Tab actors target a document, this could be a tab in Firefox, an app on B2G or a remote document in Firefox for Android/Safari/Chrome for Android (via Valence).
Global actors however are for the rest, for things not related to any particular document but instead for things global to the whole Firefox/B2G/Chrome/Safari intance the toolbox is connected to (e.g. the preference actor).
## The DebuggerServer.registerModule function
To register a tab actor:
```
DebuggerServer.registerModule("devtools/server/actors/webconsole", {
prefix: "console",
constructor: "WebConsoleActor",
type: { tab: true }
});
```
To register a global actor:
```
DebuggerServer.registerModule("devtools/server/actors/addons", {
prefix: "addons",
constructor: "AddonsActor",
type: { global: true }
});
```
If you are adding a new built-in devtools actor, you should be registering it using `DebuggerServer.registerModule` in `addBrowserActors` or `addTabActors` in `/devtools/server/main.js`.

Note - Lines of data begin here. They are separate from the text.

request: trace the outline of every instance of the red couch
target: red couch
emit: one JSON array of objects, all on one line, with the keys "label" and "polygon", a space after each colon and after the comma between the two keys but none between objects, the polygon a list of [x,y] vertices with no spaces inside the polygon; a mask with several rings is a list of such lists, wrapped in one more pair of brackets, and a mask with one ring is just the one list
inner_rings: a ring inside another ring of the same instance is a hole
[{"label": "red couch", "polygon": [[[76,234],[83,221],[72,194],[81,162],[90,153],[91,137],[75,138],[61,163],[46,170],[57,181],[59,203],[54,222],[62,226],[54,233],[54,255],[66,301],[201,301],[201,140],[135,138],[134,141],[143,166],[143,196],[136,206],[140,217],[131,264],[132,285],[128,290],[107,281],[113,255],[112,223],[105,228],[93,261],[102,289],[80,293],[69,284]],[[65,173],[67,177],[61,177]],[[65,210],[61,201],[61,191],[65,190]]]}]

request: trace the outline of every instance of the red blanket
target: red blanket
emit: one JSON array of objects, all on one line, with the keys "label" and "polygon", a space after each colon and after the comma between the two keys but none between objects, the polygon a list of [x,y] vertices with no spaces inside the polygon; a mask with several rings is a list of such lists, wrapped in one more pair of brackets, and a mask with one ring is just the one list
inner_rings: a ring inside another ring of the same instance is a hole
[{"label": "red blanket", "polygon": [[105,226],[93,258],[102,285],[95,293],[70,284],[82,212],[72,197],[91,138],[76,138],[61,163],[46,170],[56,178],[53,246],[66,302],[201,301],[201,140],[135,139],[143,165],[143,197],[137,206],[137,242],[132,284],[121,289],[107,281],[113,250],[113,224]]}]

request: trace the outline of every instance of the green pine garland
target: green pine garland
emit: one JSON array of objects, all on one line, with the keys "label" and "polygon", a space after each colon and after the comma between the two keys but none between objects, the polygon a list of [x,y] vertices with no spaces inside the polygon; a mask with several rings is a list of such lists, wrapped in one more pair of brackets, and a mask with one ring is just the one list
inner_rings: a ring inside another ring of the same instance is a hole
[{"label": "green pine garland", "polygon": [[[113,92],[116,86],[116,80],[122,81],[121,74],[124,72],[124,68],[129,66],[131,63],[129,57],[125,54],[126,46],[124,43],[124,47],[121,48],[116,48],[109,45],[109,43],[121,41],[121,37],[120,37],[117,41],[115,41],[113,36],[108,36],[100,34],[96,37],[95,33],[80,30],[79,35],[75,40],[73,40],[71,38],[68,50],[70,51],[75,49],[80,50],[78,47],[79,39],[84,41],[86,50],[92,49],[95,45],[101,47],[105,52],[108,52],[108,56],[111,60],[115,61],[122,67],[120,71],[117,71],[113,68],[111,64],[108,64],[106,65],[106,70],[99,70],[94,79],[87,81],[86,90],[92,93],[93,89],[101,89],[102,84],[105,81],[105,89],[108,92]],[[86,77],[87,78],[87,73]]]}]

If you are adding a new actor from an add-on, you should call `DebuggerServer.registerModule` directly from your add-on code.
## A note about lazy registration
The `DebuggerServer` loads and creates all of the actors lazily to keep the initial memory usage down (which is extremely important on lower end devices).
It becomes especially important when debugging apps on b2g or pages with e10s when there are more than one process, because that's when we need to spawn a `DebuggerServer` per process (it may not be immediately obvious that the server in the main process is mostly only here for piping messages to the actors in the child process).